Another theory deserves no less weight: Musk is doing this for the lulz. “I think people attribute too many plans to him,” says Dash. Instead, Dash believes Musk is playing with attention, which could have long-term consequences. “At the highest level, being a board member is a job,” he says. “Responsibility of work is corporate governance. Musk is clearly bad at this, as evidenced by his highly dysfunctional and irresponsible advice.” Past anguish with Tesla’s reign has been detailed from 2018and Musk recently sued Tesla shareholder for allegedly making superprofits.

Buying Twitter shares, like many of Musk’s actions, could be an incredibly expensive way for him to keep his name in the spotlight, says Carey Cooper, professor of business at the Manchester Business School. “He loves the media,” says Cooper. “He is an entrepreneur, he is unusual, he is a character. And Twitter is a communication tool.”

Others believe the deal makes sense and could end up being beneficial rather than detrimental to the platform. “It’s very interesting to have a Twitter superuser on the board,” Zehavi says. Musk is the master of Twitter. He knows how to work Twitter in such a way that even Jack [Dorsey] did not.” Zehavi does see the move from a supposedly passive investor, according to SEC filings, to active participation on Twitter’s board of directors as an opportunity for Musk to poke his nose at the regulator. “Like any opportunity to mock the SEC, Elon will take it,” she says. And that, she argues, raises more serious concerns about Musk’s actions. “The fact that someone can use so much power without any real consequences is strange.”
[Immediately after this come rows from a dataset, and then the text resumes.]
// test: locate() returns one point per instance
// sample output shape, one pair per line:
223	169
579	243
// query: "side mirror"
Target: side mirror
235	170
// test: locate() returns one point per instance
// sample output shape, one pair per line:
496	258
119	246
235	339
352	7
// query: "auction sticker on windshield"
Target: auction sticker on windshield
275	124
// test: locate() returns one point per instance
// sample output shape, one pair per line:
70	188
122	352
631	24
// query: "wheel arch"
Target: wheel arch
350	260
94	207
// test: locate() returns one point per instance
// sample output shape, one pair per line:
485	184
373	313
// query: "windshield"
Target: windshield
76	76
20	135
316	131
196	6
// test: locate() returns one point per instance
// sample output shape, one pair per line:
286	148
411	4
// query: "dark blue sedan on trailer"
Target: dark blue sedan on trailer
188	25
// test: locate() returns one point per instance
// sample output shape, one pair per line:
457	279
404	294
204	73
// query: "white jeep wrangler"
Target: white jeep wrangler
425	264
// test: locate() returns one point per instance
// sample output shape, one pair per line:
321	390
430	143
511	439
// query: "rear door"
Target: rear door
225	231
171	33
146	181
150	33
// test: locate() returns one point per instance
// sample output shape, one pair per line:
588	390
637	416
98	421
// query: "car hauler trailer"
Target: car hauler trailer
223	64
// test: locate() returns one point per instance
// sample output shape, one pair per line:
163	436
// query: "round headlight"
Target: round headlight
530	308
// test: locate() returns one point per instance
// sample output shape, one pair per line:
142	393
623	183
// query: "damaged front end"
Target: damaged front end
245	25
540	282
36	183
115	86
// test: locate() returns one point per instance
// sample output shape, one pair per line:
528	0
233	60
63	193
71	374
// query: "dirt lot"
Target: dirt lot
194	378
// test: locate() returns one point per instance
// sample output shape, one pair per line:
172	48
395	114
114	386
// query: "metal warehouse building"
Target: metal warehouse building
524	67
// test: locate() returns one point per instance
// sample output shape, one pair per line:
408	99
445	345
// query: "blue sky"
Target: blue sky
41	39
What happens next with Twitter depends largely on the whims of the person who long had a reputation as a man high peculiar. But one thing is certain: the whole process goes against SEC regulations. “Most people work hard to get along and stay out of trouble,” Pritchard says. Musk, he argues, not so much. “I would say it is the other way around. His attitude towards the SEC can be described as dismissive.”